August Issue 2012
Cover Story: Salaam Pakistan
Sixty-five and alive. Dismembered before your 25th birthday, but alive.
Fragmented by sectarian and ethnic strife, by an escalating conflict between the pillars of the state, by targeted assassinations and turf wars between political party cadres and score-settling desperados from the growing ranks of the disgruntled and disenfranchised, and riven by an ever-yawning chasm of economic disparity, you survive.
Trapped by growing religious extremism, trapped in a time-warped sadistic, misogynistic feudal-tribal social order, in a war not your own — its collateral damage the lives of your sons and daughters — and still you survive.
Afflicted with the cancers of corruption and cronyism, staring international isolation in the face, you live to tell the tale.
Sixty-five and alive.
Salaam to your people who face insurmountable odds and still believe.
They believe despite the fact that 6,303 Pakistani citizens became victims of terrorism-related violence, of target killings, sectarian assassinations, drone attacks and suicide bombers in 2011, while scores more were gravely injured.
Despite the fact that 2,500 were reported dead in similar circumstances until July 2012, and many times that number wounded. (Source: South Asia Terrorism Portal).
Ironically, Karachi’s killing streets claimed three times the number of lives than did drone attacks in the tribal areas in 2011.
No surprise then that today Karachi ranks as the fifth most dangerous city in the world. Conspicuous by their absence in this situation, meanwhile, are the long marchers. While there are calls for anti-drone protests and they do resonate, as do the ones eschewing either USA, Israel or India, or the ‘unholy nexus’ of all three — usually cited as the roots of all evil done unto the ummah — it is rare to hear any diatribe emanating from the bearded brigade condemning the cold-blooded murder of Muslim Pakistanis by Muslim Pakistanis, let alone the murder of Pakistani minorities.
In the country’s war with itself, also lies a murky grey area: the black hole into which have disappeared scores of missing people.

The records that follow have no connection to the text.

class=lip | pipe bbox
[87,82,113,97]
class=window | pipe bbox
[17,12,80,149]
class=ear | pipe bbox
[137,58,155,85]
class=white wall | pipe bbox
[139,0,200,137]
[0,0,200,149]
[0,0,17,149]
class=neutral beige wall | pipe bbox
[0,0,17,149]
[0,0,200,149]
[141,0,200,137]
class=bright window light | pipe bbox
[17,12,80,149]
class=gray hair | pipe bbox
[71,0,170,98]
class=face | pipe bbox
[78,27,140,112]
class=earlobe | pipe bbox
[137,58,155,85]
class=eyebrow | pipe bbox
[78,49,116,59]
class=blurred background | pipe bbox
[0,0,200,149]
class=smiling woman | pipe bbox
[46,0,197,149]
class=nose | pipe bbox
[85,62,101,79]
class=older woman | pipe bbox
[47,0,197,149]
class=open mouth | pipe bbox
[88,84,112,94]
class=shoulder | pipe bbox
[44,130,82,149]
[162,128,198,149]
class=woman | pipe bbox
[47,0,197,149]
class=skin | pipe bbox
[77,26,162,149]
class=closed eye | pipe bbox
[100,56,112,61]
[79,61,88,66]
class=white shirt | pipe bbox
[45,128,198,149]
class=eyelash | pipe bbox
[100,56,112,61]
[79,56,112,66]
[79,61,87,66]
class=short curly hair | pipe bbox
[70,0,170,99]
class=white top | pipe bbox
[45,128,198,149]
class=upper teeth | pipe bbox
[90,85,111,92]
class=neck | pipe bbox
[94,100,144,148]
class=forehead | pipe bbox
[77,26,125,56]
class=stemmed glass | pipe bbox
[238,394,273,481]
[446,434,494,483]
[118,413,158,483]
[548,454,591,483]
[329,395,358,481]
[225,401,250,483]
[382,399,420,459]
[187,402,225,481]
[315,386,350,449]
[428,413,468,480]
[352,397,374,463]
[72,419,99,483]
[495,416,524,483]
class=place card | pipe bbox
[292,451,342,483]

According to data compiled by the Human Rights Commission of Pakistan, based only on the cases that have been fully verified — although the actual number of the missing is estimated as much higher, and there are no figures for 2008 — 178 people from all four provinces of Pakistan went missing since 2007, the majority of them from Balochistan.
Alarming as the figures for the dead and missing, the numbers reflecting Pakistan’s economic indicators are also cause for grave concern.
The figures since democracy returned to the country are telling. In the past four years, the Pakistani rupee, which had remained stable at around Rs.60 against the dollar for several years, has been devalued by more than 50%. Currently, the rupee is hovering at Rs.94 plus to a dollar and it is expected to plummet further in the near future as foreign exchange reserves groan under mounting pressure on account of foreign loan repayments and an escalating import bill.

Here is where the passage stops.